Prayer Book Discrimination?

By G. Jeffrey MacDonald

When the Special Legislative Committee on Marriage convened its first open hearing Wednesday night, speakers overwhelmingly favored proposals that would clear the way for same-sex marriage across the Episcopal Church.

Of the 15 who spoke to two proposed resolutions, only one said, “I do not have the clarity that others do,” and called for more study of the issue. The rest urged the panel to make marriage rites available to same-sex couples and to allow gender-specific language in the Book of Common Prayer to be used in a gender-neutral manner.

“If the diversity of loving relationships represented in our community cannot be sacramentally affirmed in a clear way, it creates not only a pastoral problem but a deep theological problem,” said the Rev. Michael Sniffen, rector of the Church of St. Luke and St. Matthew in Brooklyn. “The manifestation of God’s love for the world and God’s love for the church is only partially and not fully known.”

The hearing marked the first of three that the panel is convening over as many days. Committee members will then hammer out resolution language and vote on what to bring before the House of Bishops and House of Deputies.

Some advocates who testified made their case on the grounds of rights. Others championed the idea that a church serious about evangelism must adopt same-sex marriage rites, lest it not be taken seriously as a witness to Christ’s love.

“Our congregation welcomes young people, many of whom don’t understand what this fuss is all about,” said the Rev. Cynthia Black, rector of Church of the Redeemer in Morristown, New Jersey. “This is simply an evangelism opportunity that we have before us, and it would be a shame for us to let this pass by.”

Speakers also connected the quest for same-sex marriage rites with other causes, including the quest for racial equality, which has emerged as a hot topic in the early days of the 78th General Convention. One priest compared marriage-rite language in the Book of Common Prayer with the Confederate flag, which activists have clamored to remove from statehouses in the wake of a June 17 massacre of nine African-Americans at a Charleston, South Carolina, church.

“How long are we going to allow documents like the Book of Common Prayer to contain language that is explicitly discriminatory?” asked the Rev. Will Mebane, interim dean of St. Paul’s Cathedral in Buffalo and a member of the Task Force on the Study of Marriage. “Demands for the Confederate flag, a symbol of hate, to come down have been heard. … It is time to remove our symbol that contains language of discrimination.”

The hearing also addressed whether General Convention should ask a new task force on marriage to continue its work.
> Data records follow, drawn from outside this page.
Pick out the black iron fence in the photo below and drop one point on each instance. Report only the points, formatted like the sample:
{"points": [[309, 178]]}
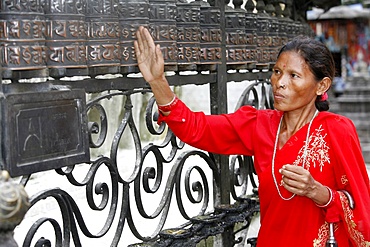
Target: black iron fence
{"points": [[62, 59]]}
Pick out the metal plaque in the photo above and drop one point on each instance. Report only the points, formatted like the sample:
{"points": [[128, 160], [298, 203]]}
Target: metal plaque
{"points": [[43, 131]]}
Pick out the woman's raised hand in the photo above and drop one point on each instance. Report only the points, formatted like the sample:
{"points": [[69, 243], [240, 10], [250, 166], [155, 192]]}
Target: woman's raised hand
{"points": [[149, 56]]}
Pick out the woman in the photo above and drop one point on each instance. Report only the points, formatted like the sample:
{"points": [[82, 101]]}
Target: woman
{"points": [[305, 157]]}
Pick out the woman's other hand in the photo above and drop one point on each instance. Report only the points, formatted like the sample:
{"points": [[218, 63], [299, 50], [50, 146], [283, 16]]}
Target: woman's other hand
{"points": [[299, 181]]}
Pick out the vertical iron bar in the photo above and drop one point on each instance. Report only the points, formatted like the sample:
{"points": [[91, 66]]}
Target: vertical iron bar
{"points": [[218, 106]]}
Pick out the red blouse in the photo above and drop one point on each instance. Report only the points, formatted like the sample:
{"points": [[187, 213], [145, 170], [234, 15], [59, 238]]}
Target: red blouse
{"points": [[334, 159]]}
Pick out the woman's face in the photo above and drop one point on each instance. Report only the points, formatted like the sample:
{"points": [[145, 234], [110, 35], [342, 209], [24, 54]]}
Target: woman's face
{"points": [[293, 83]]}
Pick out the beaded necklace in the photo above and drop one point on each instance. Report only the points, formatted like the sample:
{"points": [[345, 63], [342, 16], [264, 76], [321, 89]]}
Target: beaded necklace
{"points": [[304, 153]]}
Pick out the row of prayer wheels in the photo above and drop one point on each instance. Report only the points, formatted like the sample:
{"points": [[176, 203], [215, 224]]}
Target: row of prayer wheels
{"points": [[58, 38]]}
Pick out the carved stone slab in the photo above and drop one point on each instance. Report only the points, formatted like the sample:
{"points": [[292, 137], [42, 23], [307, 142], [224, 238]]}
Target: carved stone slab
{"points": [[43, 131]]}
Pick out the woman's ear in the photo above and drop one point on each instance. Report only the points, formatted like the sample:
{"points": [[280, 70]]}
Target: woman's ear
{"points": [[324, 85]]}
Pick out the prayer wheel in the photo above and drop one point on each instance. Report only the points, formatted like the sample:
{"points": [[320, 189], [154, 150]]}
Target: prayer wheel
{"points": [[273, 31], [132, 14], [103, 49], [235, 37], [188, 35], [210, 38], [22, 39], [263, 38], [162, 26], [251, 35], [66, 52]]}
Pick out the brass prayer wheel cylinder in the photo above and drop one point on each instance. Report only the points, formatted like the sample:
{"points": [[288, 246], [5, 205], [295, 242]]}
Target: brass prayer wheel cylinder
{"points": [[236, 52], [162, 26], [275, 40], [188, 35], [132, 14], [210, 38], [103, 48], [66, 51], [22, 39], [251, 39], [263, 41]]}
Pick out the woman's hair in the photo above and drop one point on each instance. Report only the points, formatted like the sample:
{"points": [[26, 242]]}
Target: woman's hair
{"points": [[318, 58]]}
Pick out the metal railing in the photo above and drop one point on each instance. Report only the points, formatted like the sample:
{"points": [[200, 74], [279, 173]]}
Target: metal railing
{"points": [[62, 121]]}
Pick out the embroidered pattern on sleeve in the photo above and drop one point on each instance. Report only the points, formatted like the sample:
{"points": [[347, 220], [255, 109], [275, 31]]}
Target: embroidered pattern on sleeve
{"points": [[322, 237], [317, 151], [344, 179], [355, 234]]}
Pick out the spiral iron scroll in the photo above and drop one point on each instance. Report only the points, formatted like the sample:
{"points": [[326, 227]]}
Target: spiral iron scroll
{"points": [[144, 180]]}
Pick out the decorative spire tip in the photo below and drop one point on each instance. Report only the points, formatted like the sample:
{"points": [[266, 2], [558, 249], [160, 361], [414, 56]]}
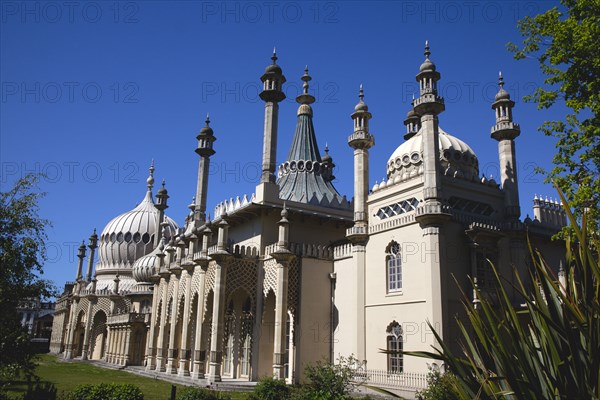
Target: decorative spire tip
{"points": [[274, 56]]}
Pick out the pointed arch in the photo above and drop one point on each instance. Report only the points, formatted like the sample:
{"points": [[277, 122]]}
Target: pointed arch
{"points": [[393, 263]]}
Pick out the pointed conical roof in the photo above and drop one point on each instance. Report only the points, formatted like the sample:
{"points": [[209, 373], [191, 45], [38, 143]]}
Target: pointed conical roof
{"points": [[304, 177]]}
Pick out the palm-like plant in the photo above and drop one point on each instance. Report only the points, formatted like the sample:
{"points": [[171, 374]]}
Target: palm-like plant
{"points": [[547, 348]]}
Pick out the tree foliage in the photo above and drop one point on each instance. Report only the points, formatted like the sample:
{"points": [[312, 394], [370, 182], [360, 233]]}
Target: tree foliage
{"points": [[547, 349], [22, 254], [565, 43]]}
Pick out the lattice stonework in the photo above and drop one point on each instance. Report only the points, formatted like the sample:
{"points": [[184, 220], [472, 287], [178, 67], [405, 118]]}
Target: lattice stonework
{"points": [[294, 285], [241, 274], [209, 283], [196, 281], [182, 284], [171, 288], [270, 282], [104, 304], [398, 208], [81, 306]]}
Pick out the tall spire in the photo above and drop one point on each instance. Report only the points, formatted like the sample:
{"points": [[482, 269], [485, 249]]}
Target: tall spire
{"points": [[505, 131], [361, 141], [412, 121], [428, 106], [150, 180], [272, 94], [305, 177], [205, 150]]}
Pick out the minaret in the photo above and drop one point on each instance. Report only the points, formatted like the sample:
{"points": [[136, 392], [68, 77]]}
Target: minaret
{"points": [[428, 106], [430, 214], [81, 256], [361, 141], [205, 151], [505, 131], [272, 94], [412, 121], [161, 204], [92, 245]]}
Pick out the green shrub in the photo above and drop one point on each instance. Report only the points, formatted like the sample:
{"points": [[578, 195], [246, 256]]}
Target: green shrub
{"points": [[439, 386], [106, 391], [269, 388], [194, 393], [329, 381], [40, 391]]}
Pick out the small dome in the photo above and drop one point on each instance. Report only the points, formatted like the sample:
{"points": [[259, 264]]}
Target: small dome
{"points": [[456, 158], [273, 69], [502, 95], [361, 106], [145, 267], [131, 235], [427, 65]]}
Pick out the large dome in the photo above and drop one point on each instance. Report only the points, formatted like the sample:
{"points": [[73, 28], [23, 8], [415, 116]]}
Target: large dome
{"points": [[131, 235], [456, 157]]}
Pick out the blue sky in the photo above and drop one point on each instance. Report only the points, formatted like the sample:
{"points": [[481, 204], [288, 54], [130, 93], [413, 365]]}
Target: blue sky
{"points": [[92, 91]]}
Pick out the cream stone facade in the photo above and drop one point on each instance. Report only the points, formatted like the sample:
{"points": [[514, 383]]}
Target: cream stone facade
{"points": [[296, 272]]}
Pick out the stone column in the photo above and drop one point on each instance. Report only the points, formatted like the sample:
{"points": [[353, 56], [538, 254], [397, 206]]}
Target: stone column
{"points": [[150, 360], [88, 325], [218, 322], [222, 259], [160, 352], [183, 352], [126, 348], [71, 334], [199, 351], [283, 257], [280, 320], [171, 367]]}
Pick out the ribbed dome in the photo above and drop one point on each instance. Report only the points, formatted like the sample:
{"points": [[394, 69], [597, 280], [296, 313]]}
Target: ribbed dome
{"points": [[145, 267], [131, 235], [456, 157]]}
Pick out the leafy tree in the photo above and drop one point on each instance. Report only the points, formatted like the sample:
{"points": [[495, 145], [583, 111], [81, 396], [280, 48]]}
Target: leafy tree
{"points": [[22, 253], [547, 349], [565, 43], [329, 381], [269, 388]]}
The Rev. Philip Dinwiddie, a committee member and rector of St. James Church in Grosse Ile, Michigan, doubted that more study would have much effect on those who favor the resolutions.

“If you put a report in front of them — of doctrine, theology and history — all showing conclusively that same-sex marriage is not God’s will, … I’d be surprised if any of them would change their minds,” he said. “I’d love to read more study. I question whether it would ultimately [make] a difference in the conversation.”

Two committee members observed aloud that the work of the task force on marriage had suffered from a lack of diversity. The result was a corpus of essays whose biblical and theological depth was “not compelling,” said Bishop Dorsey McConnell of Pittsburgh. A reconstituted task force, he said, should perhaps have four or five times as many members in order to give the resulting report sufficient richness to become a leading ecumenical resource.

“A substantial range of voices was excluded in this task force,” Bishop McConnell said. “Trying to imagine what traditional commitments look like — and they did a lot of work in that regard — that’s a different thing from actually having somebody who has deep traditional commitments on the task force.”

Echoing a call for more work by the task force, Bishop John Bauerschmidt of Tennessee noted: “We need to have the traditional mindset as one of our conversation partners.”

What’s more, committee members said, the current task force has discovered how ill-equipped the church is to minister to unmarried people, who represent the majority of adults in America. In its next phase, the task force would consider a host of issues unrelated to same-sex marriage, including how to reach and care pastorally for those who cohabitate or do not ever intend to marry.

“People who are talking about marriage are asking for a very conservative alternative,” said Michael Wood, a deputy from the Diocese of New York. “The progressive position is much more a position of not marrying at all. … What is the church’s response to the call to give to that new cultural reality?”